In vitro detection technique Raman spectroscopy (Rs), in one number times another Rs based expert ways of art and so on, are useful instruments for cancer discovery. top gave greater value to Raman spectroscopy sers is a relatively new careful way for in vitro and in vivo discovery that takes away bad points of simple Raman spectroscopy (Rs). Raman spectroscopy (RS) and in particular, multiple RS-based techniques are useful for cancer detection. Surface enhanced Raman spectroscopy (SERS) is a relatively new method for both in vitro and in vivo detection, which eliminates the drawbacks of simple RS. Using nanoparticles has elevated the sensitivity and specificity of SERS. SERS has the potential to increase sensitivity, specificity and spatial resolution in cancer detection, especially in cooperation with other diagnostic imaging tools such as magnetic resonance imaging (MRI) and PET-scan polyethylene terephthalate. Developing a hand held instrument for detecting cancer or other illnesses may also be feasible by using SERS. Frequently, novel nanoparticles are used in SERS. With a focus on nanoparticle utilization, we review the benefits of RS in cancer detection and related biomarkers. With a focus on nanoparticles utilizations, the benefits of RS in cancer detection and related biomarkers were reviewed. In addition, Raman applications to detect some of prevalent were discussed. Also more investigated cancers such as breast and colorectal cancer, multiple nanostructures and their possible special biomarkers, especially as SERS nano-tag have been reviewed.
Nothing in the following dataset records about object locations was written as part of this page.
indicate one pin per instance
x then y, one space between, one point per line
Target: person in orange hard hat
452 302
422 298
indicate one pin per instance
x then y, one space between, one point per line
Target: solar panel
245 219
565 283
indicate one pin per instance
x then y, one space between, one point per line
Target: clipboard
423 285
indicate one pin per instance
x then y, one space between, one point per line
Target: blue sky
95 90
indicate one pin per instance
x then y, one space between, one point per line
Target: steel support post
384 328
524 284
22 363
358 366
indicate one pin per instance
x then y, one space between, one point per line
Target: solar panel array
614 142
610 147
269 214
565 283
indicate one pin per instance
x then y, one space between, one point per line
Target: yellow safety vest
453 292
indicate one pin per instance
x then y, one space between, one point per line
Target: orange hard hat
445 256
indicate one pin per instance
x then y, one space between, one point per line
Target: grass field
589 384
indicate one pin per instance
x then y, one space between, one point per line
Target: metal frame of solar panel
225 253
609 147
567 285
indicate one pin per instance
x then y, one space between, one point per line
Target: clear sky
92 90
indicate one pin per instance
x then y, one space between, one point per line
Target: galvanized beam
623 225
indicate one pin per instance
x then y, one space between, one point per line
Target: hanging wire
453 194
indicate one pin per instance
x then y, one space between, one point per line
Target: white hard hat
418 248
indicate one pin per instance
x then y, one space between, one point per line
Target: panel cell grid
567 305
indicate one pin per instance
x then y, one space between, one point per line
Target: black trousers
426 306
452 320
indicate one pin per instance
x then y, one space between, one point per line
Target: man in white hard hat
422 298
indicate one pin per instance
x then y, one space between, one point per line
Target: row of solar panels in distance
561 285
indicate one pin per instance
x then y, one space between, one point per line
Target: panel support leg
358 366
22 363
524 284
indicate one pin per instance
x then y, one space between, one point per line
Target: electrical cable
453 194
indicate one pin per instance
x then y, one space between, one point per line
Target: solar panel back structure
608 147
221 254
The main purpose of this article is introducing of most popular nanotechnological approaches in cancer detection by using Raman techniques. Moreover, have been caught up on detection and reviewed some of the most prevalent and also more investigated cancers such as breast, colorectal cancer, multiple intriguing nanostructures, especially as SERS nano-tag, special cancer biomarkers and related approaches. The main purpose of this article is to introduce the most popular nanotechnological approaches in cancer detection by using Raman techniques.